Nunca quise terminar algo tan malo como cuando entré al supermercado y vi, por primera vez, Marty el robot. Lo sé, lo sé, la destrucción de la propiedad está mal. No actué al respecto, pero ver esos ojos saltones asomarse sobre los mangos me llenó de una sed de sangre profunda y primitiva (¿lujuria de aceite?) Que ha estado encerrada en mi ADN desde antes de la inundación. Vi a Marty el robot y vi que no debía ser. Así que me fui antes de hacer una escena. No soy un luchador por la libertad.

Parece haber una repulsión muy real y muy profunda inherente a los sentimientos de los humanos hacia los robots. No nos gustan los robots, como lo demuestra la tendencia creciente de las personas que actúan en ese sentido. impulso atávico de asesinarlos. Pero tampoco todos los robots nos asustan por igual. Existe un concepto llamado "valle misterioso" que muestra el punto de escalofrío máximo. Un nuevo estudio publicado en el Journal of Neuroscience ha encontrado la parte del cerebro responsable del extraño efecto del valle y de lo que está sucediendo en nuestros cerebros de mono primitivos a medida que nos encontramos con nuestros reemplazos.

El valle misterioso fue descrito por primera vez por el robotista japonés Masahiro Mori. Es donde algo, en este caso un robot, está hecho para parecerse a un humano, pero se queda un poco corto. A las personas les gustan más los robots a medida que se vuelven más humanoides, pero en cierto punto hay una caída dramática en la simpatía, el llamado valle, antes de volverse más agradables a medida que se acercan a un facsímil perfecto de un humano. Según un nuevo estudio que ha localizado la parte del cerebro responsable del valle misterioso, diferentes personas pueden reaccionar al valle misterioso Con variada intensidad. Esto puede explicar por qué un robot que es esencialmente un cono de tráfico rodante casi me lleva a la cárcel. Culpo a los ojos saltones.

Marty

Quien pensó que los ojos saltones eran una buena idea es un psicópata de grado.

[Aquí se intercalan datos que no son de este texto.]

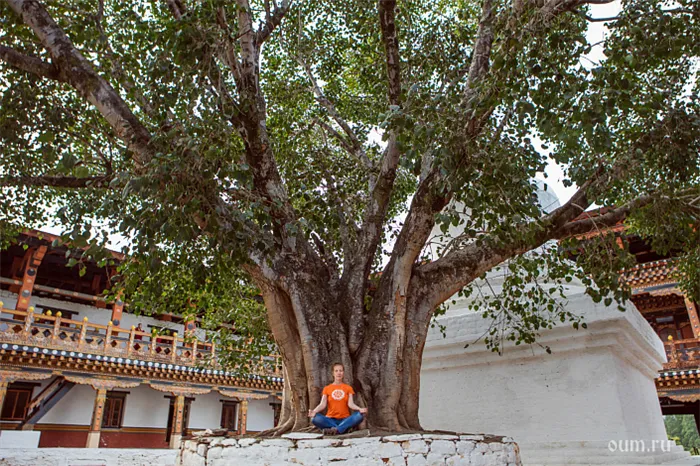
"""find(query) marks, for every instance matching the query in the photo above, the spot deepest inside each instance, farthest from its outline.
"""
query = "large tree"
(315, 145)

Para descubrir la ubicación física en el cerebro del valle misterioso, los investigadores conectaron a 21 voluntarios a máquinas de resonancia magnética y les dieron algunas pruebas que incluían imágenes de varios tipos de robots y humanos combinados con decisiones de simpatía. En un experimento, a los voluntarios se les mostraron imágenes de humanos, humanos artificiales, robots androides, robots humanoides y robots mecanoides, y se les pidió que asignaran valores a lo agradable que era cada uno. Luego se les pidió que eligieran a uno de estos humanos o robots para completar una tarea: seleccionar un regalo que le pueda gustar a un hipotético humano. Los voluntarios eligieron humanos reales o robots similares a los humanos, pero no eligieron los robots en los que la diferencia entre humano y robot era la más difícil de distinguir.

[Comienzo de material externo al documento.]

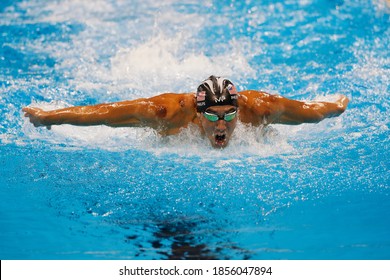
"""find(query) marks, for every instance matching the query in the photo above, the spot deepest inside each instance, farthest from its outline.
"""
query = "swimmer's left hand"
(36, 116)
(342, 103)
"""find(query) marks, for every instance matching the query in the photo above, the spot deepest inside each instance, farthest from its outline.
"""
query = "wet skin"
(220, 131)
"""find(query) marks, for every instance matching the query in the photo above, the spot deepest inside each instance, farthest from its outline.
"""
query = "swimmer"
(215, 108)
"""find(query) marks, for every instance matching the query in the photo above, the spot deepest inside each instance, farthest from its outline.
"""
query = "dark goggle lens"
(214, 117)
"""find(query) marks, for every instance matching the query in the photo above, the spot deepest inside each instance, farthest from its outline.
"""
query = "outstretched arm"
(297, 112)
(258, 108)
(165, 113)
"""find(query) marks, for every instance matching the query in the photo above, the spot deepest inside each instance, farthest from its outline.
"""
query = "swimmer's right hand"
(37, 116)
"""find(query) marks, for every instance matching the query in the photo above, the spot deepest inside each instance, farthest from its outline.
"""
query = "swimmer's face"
(218, 123)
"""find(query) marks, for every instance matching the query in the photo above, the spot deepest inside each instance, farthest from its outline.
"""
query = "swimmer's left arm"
(288, 111)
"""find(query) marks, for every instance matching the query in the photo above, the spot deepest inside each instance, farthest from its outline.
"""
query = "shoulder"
(258, 107)
(256, 97)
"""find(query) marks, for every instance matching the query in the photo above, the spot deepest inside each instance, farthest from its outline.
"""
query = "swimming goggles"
(215, 117)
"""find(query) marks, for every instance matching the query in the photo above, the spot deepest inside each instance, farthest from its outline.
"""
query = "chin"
(219, 144)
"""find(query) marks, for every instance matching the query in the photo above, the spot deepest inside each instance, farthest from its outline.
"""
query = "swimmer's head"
(217, 107)
(215, 91)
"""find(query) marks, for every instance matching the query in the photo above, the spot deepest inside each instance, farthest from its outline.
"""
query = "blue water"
(314, 191)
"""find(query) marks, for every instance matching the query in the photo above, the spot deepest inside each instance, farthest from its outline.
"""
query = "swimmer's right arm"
(153, 112)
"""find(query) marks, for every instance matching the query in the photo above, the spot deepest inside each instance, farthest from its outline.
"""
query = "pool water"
(313, 191)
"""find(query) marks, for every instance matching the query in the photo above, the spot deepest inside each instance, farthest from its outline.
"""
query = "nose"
(220, 125)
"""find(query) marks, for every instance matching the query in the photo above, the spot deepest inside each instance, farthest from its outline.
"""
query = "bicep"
(297, 112)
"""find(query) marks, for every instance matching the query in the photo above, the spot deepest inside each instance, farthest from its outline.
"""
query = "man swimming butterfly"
(215, 109)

Según el estudio, los investigadores encontraron un vínculo entre el valle misterioso y la corteza prefrontal y la amígdala. La corteza prefrontal es la parte de nuestro cerebro que es la más diferente de otros primates. Es la parte que toma decisiones ejecutivas que van en contra de nuestros impulsos primarios. Fue mi corteza prefrontal lo que pesó el equilibrio riesgo-recompensa por asesinar a Marty, el robot. La amígdala es una parte muy primitiva de nuestro cerebro responsable de la "respuesta de lucha o escape, miedo, ansiedad, todas esas cosas divertidas. Fue mi amígdala lo que me hizo querer hacer un asesinato de robot.

Robot

"Quiero que aceptes en silencio lo inevitable".

La corteza prefrontal mostró una caída en la actividad cuando a los voluntarios se les mostraron robots en el valle misterioso, y por el contrario, la amígdala parecía mostrar más reacción a los robots en el valle misterioso.

Los investigadores piensan que comprender cómo reaccionan los humanos al extraño valle es clave para un futuro en el que los humanos y los robots coexistan pacíficamente. Según Astrid Rosenthal-von der Pütten, de la Universidad RWTH Aachen en alemán:

"Este es el primer estudio que muestra diferencias individuales en la fuerza del extraño efecto del valle, lo que significa que algunos individuos reaccionan demasiado y otros menos sensibles a los agentes artificiales similares a los humanos". Esto significa que no hay un diseño de robot que se adapte, o asuste, a todos los usuarios. En mi opinión, el comportamiento del robot inteligente es de gran importancia, porque los usuarios abandonarán los robots que no demuestren ser inteligentes y útiles ".

Así que, independientemente de nuestra repulsión, esperan poder hacer robots que incluso tolerantes tobogán como yo tolere. A eso digo: buena suerte.